Autoimmune systemic diseases (ASD) may show impaired immunogenicity to COVID-19 vaccines. Our prospective observational multicenter study aimed to evaluate the seroconversion after the vaccination cycle and at 6-12-month follow-up, as well the safety and efficacy of vaccines in preventing COVID-19.

The study included 478 unselected ASD patients (mean age 59 ± 15 years), namely 101 rheumatoid arthritis (RA), 38 systemic lupus erythematosus (SLE), 265 systemic sclerosis (SSc), 61 cryoglobulinemic vasculitis (CV), and a miscellanea of 13 systemic vasculitis. The control group included 502 individuals from the general population (mean age 59 ± 14SD years). The immunogenicity of mRNA COVID-19 vaccines (BNT162b2 and mRNA-1273) was evaluated by measuring serum IgG-neutralizing antibody (NAb) (SARS-CoV-2 IgG II Quant antibody test kit; Abbott Laboratories, Chicago, IL) on samples obtained within 3 weeks after vaccination cycle.

The short-term results of our prospective study revealed significantly lower NAb levels in ASD series compared to controls [286 (53–1203) vs 825 (451–1542) BAU/mL, p < 0.0001], as well as between single ASD subgroups and controls. More interestingly, higher percentage of non-responders to vaccine was recorded in ASD patients compared to controls [13.2% (63/478), vs 2.8% (14/502); p < 0.0001]. Increased prevalence of non-response to vaccine was also observed in different ASD subgroups, in patients with ASD-related interstitial lung disease (p = 0.009), and in those treated with glucocorticoids (p = 0.002), mycophenolate-mofetil (p < 0.0001), or rituximab (p < 0.0001). Comparable percentages of vaccine-related adverse effects were recorded among responder and non-responder ASD patients.

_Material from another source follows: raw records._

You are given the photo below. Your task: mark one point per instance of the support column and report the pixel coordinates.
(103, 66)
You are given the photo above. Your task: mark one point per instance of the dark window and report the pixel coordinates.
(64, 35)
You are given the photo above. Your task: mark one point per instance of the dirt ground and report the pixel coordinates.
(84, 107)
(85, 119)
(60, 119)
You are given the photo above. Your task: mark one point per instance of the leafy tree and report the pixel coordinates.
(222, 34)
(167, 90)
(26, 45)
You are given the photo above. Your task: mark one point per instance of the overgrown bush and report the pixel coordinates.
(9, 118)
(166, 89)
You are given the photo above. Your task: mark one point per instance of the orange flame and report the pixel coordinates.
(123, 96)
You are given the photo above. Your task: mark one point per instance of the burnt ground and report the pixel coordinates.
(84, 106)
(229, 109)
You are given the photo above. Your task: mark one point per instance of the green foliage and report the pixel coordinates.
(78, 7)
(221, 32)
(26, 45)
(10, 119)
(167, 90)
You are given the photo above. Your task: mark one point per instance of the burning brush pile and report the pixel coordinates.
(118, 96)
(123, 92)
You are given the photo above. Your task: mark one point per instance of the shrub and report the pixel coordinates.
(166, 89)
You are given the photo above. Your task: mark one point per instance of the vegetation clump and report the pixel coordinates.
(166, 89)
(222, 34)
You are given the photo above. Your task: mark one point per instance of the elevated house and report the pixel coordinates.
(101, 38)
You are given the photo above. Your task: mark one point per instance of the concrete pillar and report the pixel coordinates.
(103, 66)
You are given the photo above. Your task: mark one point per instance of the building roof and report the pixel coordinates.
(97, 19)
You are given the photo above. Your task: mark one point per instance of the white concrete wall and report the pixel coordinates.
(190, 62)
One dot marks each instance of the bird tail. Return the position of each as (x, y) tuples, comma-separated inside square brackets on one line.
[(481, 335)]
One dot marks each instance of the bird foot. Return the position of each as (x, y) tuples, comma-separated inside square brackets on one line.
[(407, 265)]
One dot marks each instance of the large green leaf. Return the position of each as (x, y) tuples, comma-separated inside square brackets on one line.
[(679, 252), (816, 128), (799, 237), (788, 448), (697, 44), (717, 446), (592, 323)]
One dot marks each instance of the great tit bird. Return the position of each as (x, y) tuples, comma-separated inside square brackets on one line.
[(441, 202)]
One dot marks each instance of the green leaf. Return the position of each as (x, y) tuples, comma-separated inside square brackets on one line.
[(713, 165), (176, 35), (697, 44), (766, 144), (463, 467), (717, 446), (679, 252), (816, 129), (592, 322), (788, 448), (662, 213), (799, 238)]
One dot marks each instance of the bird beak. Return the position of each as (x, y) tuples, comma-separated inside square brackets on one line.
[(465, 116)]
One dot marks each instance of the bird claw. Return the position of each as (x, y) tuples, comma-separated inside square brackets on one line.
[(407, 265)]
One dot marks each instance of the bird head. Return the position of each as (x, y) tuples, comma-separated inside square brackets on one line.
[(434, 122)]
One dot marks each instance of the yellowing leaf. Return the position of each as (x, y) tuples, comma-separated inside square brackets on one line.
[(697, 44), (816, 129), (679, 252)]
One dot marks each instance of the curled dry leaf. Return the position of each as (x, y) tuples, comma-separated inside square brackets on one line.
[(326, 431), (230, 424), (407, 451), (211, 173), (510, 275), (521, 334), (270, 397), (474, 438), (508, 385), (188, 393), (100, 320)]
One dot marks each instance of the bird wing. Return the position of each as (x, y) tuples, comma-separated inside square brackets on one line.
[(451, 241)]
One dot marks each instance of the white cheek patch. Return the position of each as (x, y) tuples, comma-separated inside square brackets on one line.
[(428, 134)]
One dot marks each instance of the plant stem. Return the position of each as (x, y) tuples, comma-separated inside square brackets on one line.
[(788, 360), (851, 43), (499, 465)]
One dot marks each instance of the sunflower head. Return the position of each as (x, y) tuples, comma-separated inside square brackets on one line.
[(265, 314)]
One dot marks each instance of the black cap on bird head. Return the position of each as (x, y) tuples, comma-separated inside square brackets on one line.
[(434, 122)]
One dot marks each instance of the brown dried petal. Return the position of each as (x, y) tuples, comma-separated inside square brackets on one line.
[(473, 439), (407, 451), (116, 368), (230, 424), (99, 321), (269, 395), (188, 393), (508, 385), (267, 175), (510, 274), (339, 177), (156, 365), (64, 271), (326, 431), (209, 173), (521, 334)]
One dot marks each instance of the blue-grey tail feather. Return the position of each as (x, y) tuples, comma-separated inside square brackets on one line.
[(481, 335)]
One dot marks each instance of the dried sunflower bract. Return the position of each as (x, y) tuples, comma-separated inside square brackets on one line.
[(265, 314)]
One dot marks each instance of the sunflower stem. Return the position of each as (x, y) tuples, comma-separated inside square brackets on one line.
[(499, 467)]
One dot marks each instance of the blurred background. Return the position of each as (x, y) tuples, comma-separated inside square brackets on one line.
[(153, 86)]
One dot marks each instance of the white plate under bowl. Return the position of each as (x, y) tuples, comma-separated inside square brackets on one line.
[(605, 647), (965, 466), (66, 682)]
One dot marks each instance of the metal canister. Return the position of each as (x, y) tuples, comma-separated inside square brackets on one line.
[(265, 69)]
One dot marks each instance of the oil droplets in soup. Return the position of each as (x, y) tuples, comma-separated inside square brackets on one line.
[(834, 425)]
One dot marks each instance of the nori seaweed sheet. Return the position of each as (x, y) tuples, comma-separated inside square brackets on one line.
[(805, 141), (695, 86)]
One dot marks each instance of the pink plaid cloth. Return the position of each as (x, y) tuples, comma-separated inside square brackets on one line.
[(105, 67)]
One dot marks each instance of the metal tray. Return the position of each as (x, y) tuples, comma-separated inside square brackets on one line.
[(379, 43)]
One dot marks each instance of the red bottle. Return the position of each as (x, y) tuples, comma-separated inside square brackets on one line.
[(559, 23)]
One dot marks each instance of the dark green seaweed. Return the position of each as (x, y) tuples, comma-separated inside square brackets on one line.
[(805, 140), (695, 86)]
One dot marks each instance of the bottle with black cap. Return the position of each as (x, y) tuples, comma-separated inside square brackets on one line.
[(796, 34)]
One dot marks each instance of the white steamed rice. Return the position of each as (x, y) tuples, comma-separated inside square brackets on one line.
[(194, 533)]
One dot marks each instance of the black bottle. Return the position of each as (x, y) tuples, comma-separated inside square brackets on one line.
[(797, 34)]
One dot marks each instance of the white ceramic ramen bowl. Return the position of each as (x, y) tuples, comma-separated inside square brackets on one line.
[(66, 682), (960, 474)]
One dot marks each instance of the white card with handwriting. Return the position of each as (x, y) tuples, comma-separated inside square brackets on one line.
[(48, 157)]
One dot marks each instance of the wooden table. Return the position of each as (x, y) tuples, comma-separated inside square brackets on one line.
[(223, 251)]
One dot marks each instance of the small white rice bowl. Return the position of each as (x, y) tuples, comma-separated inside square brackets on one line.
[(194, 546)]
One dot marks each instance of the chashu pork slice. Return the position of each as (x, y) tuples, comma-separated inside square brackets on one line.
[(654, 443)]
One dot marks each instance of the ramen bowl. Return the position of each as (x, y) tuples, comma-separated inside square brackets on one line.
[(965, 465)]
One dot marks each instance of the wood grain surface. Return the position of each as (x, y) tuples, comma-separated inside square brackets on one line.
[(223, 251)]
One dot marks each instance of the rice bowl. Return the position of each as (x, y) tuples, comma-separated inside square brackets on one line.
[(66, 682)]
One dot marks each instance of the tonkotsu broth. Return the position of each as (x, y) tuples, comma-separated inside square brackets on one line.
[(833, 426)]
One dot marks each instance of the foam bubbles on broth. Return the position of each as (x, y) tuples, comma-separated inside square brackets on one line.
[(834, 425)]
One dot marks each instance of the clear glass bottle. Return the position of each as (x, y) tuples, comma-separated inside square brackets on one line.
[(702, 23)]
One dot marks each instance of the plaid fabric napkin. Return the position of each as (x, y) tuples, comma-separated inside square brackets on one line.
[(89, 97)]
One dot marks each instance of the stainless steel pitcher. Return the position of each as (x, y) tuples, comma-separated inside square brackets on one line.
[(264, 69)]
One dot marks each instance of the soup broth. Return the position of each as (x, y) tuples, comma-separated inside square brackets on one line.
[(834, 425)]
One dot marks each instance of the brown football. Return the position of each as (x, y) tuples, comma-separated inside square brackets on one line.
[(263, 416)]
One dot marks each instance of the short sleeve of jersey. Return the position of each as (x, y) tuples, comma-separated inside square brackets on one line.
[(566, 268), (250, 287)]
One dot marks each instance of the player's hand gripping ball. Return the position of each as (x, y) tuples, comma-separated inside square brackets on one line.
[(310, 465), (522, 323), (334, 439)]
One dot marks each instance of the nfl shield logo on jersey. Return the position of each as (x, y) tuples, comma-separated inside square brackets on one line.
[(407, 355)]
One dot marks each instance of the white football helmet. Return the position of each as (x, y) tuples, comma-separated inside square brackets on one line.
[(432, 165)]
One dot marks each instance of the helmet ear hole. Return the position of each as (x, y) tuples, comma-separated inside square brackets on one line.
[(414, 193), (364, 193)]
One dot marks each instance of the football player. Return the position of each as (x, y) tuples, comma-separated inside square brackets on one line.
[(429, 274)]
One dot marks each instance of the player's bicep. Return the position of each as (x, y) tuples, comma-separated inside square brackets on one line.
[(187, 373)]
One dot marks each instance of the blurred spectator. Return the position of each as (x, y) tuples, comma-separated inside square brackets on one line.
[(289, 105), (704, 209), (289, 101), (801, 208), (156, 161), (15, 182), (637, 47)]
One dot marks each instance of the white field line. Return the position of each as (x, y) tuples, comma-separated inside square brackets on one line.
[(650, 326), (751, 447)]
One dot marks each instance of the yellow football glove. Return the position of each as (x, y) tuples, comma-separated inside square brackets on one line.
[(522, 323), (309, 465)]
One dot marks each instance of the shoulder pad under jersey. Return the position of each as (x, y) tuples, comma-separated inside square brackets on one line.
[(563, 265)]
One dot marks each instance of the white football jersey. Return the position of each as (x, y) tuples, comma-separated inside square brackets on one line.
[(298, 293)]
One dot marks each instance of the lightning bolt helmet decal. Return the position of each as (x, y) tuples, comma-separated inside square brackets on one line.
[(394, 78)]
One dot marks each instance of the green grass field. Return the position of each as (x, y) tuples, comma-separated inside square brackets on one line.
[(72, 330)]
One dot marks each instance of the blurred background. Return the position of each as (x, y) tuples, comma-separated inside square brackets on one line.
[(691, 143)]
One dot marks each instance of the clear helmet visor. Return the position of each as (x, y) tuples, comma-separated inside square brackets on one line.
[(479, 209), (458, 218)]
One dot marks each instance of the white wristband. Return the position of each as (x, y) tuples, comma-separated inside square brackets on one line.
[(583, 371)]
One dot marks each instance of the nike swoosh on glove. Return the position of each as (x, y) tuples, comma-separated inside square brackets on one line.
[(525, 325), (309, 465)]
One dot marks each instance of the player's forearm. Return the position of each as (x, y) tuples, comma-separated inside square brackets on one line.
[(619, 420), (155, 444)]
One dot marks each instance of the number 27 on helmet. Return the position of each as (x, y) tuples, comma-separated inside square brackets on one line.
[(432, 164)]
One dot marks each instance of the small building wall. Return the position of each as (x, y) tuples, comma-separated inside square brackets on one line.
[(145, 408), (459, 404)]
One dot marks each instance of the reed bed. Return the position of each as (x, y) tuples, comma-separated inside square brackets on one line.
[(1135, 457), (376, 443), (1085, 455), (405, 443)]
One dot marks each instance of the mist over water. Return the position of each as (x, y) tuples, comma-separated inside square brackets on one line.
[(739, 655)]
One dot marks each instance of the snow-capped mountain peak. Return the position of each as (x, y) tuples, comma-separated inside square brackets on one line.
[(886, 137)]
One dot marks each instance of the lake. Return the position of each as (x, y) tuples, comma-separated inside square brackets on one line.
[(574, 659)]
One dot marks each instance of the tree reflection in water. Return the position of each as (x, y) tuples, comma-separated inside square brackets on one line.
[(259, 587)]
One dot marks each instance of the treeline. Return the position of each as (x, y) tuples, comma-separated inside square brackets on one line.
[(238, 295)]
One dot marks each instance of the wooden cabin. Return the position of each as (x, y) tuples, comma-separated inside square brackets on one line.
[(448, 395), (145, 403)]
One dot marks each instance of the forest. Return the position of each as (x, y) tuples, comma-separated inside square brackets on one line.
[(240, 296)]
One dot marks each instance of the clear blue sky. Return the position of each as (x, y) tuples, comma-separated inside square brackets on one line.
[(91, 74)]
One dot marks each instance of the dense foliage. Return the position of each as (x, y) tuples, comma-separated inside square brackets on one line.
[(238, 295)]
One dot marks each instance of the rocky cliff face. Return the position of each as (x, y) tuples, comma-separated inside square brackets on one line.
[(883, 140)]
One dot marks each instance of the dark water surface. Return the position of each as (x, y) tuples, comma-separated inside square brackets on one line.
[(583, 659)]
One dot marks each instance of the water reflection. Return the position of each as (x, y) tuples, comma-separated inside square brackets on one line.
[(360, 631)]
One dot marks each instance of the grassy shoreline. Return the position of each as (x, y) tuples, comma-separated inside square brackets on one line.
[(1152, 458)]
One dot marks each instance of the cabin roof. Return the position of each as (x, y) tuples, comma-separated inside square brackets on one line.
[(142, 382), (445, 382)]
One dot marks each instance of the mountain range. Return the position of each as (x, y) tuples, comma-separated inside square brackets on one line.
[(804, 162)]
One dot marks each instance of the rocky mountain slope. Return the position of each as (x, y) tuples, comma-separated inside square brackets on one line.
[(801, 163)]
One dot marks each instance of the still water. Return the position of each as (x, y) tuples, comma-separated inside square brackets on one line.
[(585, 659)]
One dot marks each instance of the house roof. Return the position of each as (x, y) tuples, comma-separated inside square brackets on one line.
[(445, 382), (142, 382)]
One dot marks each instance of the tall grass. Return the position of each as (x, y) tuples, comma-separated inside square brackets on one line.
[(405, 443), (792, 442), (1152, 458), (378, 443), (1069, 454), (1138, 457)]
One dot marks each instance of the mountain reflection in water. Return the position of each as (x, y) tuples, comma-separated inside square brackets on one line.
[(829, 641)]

Patients with weak/absent seroconversion, believed to be immune to SARS-CoV-2 infection, are at high risk to develop COVID-19. Early determination of serum NAb after vaccination cycle may allow to identify three main groups of ASD patients: responders, subjects with suboptimal response, non-responders. Patients with suboptimal response should be prioritized for a booster-dose of vaccine, while a different type of vaccine could be administered to non-responder individuals.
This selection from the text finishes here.